L’ÉTERNEL FIANCÉ – Agnès Desarthe

Cela commence de manière presque anecdotique. Une petite fille de quatre ans assiste à un concert de Noël. La musique est sacrée pour cette enfant issue d’une famille de mélomanes. Alors qu’elle vibre au son des notes, un petit garçon qu’elle ne connaît pas, l’interpelle et lui déclare qu’il l’aime parce qu’elle a les yeux ronds. Pour le faire taire, elle lui répond : « Je ne t’aime pas. Parce que tu as les cheveux de travers. »

Cet instant marque pour la narratrice, sa première rencontre avec Étienne qu’elle ne cessera de croiser tout au long de sa vie. Elle l’a toujours vu, lui n’en saura jamais rien.

«L’éternel fiancé» n’est pas une histoire d’amour, mais l’histoire d’une vie, simplement. 

La fillette nous présente sa famille. Son père, un homme qui vit à contresens et ne souhaite pas en changer, sa mère pleine de manies, ses deux soeurs Lise et Dora. Au travers du récit de la narratrice, nous suivons les évènements de sa vie de femme. 
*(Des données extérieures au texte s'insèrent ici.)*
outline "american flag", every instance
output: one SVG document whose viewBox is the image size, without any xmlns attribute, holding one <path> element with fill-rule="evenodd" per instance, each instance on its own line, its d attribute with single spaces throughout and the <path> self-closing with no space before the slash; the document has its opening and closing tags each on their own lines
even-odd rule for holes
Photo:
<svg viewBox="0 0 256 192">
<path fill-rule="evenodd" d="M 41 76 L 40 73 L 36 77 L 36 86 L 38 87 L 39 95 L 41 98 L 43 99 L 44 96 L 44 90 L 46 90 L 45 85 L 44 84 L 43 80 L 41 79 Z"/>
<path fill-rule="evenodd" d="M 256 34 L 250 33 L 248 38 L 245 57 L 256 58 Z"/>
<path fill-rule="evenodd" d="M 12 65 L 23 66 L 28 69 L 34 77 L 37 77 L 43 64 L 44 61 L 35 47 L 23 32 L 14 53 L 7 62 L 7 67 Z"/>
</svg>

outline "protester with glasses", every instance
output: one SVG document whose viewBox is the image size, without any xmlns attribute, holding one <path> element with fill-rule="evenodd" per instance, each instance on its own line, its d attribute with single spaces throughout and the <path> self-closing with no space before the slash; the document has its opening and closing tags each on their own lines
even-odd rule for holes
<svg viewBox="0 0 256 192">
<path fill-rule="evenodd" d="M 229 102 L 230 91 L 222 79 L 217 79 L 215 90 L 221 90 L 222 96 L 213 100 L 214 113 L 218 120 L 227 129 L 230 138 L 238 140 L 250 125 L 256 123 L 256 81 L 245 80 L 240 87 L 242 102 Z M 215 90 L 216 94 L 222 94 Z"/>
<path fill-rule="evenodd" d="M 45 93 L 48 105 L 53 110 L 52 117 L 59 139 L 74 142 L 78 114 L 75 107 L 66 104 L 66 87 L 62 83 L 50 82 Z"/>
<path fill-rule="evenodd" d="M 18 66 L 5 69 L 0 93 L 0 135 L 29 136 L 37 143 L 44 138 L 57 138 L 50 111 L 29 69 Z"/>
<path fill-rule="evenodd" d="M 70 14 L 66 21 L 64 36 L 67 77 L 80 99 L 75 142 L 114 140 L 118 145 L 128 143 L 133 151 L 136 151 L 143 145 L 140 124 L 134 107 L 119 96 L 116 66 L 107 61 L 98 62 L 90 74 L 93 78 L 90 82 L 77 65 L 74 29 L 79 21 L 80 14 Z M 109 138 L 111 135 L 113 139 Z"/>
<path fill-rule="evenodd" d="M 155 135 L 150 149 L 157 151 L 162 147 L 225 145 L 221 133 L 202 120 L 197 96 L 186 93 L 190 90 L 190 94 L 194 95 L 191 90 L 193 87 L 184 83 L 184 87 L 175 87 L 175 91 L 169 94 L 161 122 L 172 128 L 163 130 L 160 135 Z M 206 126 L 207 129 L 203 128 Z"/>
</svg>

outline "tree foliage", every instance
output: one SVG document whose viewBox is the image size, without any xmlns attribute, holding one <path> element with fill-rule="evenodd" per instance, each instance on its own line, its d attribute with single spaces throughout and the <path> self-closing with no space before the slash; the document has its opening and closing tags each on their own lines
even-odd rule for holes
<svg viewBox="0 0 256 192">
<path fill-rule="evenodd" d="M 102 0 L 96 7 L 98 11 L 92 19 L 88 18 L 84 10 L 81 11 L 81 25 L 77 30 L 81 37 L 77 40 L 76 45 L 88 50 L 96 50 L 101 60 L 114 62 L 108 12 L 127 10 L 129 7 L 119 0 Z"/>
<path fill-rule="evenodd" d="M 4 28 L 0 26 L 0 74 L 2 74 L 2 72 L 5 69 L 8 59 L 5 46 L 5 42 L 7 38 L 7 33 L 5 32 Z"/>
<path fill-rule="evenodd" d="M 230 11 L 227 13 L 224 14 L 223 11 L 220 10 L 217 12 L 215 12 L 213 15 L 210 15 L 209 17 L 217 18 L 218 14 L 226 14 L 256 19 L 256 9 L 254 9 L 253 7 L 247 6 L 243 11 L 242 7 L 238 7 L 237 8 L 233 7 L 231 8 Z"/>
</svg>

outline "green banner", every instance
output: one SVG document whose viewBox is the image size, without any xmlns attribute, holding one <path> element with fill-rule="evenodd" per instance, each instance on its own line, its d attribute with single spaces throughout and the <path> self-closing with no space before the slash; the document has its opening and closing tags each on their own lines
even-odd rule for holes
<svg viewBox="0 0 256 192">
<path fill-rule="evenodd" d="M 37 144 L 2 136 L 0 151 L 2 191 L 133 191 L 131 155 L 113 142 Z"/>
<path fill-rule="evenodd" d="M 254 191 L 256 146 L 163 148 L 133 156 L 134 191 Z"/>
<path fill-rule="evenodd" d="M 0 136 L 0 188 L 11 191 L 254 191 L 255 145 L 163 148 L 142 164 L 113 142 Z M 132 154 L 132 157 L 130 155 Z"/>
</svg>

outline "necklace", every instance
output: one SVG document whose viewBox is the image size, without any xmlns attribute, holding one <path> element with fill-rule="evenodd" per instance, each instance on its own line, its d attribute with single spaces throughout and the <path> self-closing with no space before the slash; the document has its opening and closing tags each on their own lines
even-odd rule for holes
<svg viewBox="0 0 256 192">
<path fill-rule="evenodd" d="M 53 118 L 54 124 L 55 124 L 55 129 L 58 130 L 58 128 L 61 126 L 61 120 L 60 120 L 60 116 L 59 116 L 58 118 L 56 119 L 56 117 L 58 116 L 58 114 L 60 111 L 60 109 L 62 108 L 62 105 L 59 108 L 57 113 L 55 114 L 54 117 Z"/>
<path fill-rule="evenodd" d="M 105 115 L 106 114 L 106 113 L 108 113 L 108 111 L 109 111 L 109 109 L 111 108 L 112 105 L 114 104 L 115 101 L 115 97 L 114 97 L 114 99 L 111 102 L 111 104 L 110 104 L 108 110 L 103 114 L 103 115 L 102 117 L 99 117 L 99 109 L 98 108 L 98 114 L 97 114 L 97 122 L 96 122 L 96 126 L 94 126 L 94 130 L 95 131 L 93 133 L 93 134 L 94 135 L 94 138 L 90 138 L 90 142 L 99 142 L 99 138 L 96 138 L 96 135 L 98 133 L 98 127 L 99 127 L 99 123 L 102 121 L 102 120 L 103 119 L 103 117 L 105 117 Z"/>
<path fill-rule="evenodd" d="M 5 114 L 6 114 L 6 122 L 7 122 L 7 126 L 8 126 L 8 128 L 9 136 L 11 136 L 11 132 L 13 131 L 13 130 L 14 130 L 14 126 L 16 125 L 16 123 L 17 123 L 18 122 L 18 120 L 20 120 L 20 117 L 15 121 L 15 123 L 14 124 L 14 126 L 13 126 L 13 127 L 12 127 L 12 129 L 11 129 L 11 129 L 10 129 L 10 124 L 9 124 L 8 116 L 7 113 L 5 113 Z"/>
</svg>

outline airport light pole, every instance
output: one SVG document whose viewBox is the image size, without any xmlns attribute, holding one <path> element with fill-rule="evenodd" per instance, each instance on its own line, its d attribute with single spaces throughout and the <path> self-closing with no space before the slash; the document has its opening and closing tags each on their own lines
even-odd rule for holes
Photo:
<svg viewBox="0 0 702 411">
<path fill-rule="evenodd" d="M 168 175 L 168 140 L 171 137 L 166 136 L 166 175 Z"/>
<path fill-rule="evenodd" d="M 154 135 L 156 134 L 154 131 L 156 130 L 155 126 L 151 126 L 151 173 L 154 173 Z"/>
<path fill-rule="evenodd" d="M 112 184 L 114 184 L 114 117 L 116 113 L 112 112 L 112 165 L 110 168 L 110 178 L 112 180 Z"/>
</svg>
«Mes parents ne s’entendaient plus. Ils s’affrontaient, carambolages entre deux cargaisons de reproches. Mon père faisait du bruit en avalant sa soupe. Ma mère ne disait jamais vraiment ce qu’elle pensait. Mon père oubliait de refermer les portes des placards et des armoires. Ma mère était incapable de jeter quoi que ce soit. Lassés l’un de l’autre, ils ne semblaient jamais fatigués de se battre. Tu as gâché ma vie. Je serais davantage moi-même si je ne t’avais pas connu/e, si je ne t’avais pas subi/e.»

 

Adolescente, amoureuse, mère à son tour. Le regard qu’elle porte aux autres se modifie tout au long de sa vie. Il est intéressant de suivre l’évolution de son rapport à ses  parents. Jeune fille, elle observe la métamorphose de sa mère lorsque celle-ci quitte son père. Devenue femme, la narratrice perçoit cette transformation différemment.
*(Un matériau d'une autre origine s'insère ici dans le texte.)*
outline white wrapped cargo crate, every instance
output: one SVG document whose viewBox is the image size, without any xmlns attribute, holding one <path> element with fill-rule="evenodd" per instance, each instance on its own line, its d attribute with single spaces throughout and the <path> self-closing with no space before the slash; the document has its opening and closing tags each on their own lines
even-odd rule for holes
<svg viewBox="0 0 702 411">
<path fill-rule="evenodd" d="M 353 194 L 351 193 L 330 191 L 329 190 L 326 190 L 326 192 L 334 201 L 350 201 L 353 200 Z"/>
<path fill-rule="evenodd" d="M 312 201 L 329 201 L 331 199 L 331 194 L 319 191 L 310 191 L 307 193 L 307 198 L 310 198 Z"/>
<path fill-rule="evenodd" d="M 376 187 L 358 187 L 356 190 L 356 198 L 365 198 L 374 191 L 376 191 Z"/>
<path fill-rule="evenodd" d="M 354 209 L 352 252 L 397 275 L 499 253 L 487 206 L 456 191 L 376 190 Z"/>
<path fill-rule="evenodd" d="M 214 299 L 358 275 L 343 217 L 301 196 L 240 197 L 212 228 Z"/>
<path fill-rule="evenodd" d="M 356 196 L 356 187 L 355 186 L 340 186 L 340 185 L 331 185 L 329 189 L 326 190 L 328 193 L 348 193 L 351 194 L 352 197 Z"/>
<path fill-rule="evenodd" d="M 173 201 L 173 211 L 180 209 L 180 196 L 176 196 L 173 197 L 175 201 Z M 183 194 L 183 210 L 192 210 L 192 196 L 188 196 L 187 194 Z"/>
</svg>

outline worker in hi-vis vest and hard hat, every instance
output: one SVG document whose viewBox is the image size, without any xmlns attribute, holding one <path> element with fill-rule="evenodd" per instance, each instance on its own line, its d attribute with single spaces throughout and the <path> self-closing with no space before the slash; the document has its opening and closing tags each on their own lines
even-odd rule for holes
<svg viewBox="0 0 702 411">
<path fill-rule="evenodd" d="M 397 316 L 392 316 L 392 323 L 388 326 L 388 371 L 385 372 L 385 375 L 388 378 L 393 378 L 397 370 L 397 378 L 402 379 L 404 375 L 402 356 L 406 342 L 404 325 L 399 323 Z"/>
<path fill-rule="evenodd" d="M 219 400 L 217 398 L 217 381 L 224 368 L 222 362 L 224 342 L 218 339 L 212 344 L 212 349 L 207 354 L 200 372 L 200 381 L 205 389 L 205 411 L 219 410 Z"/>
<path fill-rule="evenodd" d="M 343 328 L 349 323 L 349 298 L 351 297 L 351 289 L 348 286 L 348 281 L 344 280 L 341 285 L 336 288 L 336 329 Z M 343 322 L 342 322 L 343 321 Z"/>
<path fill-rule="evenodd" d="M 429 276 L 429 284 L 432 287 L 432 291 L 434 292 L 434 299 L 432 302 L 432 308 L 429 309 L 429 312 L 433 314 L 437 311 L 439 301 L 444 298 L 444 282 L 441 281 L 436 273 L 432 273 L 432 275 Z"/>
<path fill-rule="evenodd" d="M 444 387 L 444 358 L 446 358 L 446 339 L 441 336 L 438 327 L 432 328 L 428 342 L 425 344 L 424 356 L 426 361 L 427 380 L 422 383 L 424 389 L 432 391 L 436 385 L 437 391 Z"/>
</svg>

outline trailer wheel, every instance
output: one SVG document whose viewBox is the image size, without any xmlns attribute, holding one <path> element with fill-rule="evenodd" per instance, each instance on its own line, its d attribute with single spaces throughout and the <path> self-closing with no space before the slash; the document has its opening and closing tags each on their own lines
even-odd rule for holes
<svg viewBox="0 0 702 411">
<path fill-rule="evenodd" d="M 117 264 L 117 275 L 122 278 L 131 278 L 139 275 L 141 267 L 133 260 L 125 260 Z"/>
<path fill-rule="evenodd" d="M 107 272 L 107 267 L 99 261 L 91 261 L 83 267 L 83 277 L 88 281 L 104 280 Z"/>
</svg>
Divorces, deuils, pertes, joies, chagrins. Que reste-t-il d’une existence, du temps qui file, des souvenirs? Et soudain réaliser que notre vie, celle que l’on imaginait autrement, est passée.

«L’énergie nécessaire pour vivre ma vie s’est échappée de mes veines, le sens a fui hors de mon cerveau. Je rebrousse chemin, je revois chaque bifurcation, les instants de choix, les moments irrémédiables. Je démêle mon existence comme une chevelure qui n’a jamais connu le peigne. Je méprise mon destin, et cela crée en moi une aigreur terrible. Je réécris mon histoire à partir de souvenirs, de bribes d’existence avortées qui, au terme d’une hésitation, à la faveur d’un changement d’avis, n’ont pas fécondé l’avenir.»

Telle la musique personnage du roman, l’écriture aux accents poétiques d’Agnès Desarthe emporte et met en proie à un arc-en-ciel d’émotions. 

Sublime, c’est le mot.

Éditions de L’Olivier, août 2021, 256 pages

4 Comments

  • Marie-Claude

    Tu me convaincs! L’omniprésence (?) de la musique pourrait me gêner, mais le défrichage du parcours d’une femme et de sa famille et, surtout, les mots choisis pour le faire me convainc. Je suis curieuse de lire enfin mon premier Desarthe. J’ai lu plusieurs romans qu’elle a traduits. Il est temps de me frotter à l’auteure.

    • meellaa

      Magnifique!! Cette auteure met toujours en exergue les préoccupations féminines avec beaucoup de subtilité. J’avais aussi beaucoup aimé ses nouvelles et son essai sur la lecture.

  • Violette

    quel beau billet ! J’ai tout de même été moins enthousiaste mais j’ai découvert la plume de l’autrice pour la première fois et quel style ! Certains passages sont magnifiques !

    • meellaa

      J’ai lu ton avis légèrement plus mitigé en effet. Mais si l’écriture t’a plu, n’hésite pas à poursuivre ta découverte de l’auteure. J’ai lu et aimé Ce qui est arrivé aux Kempinski (des nouvelles) et Une partie de chasse. Une lectrice m’a conseillé La chance de leur vie que je vais lire tantôt.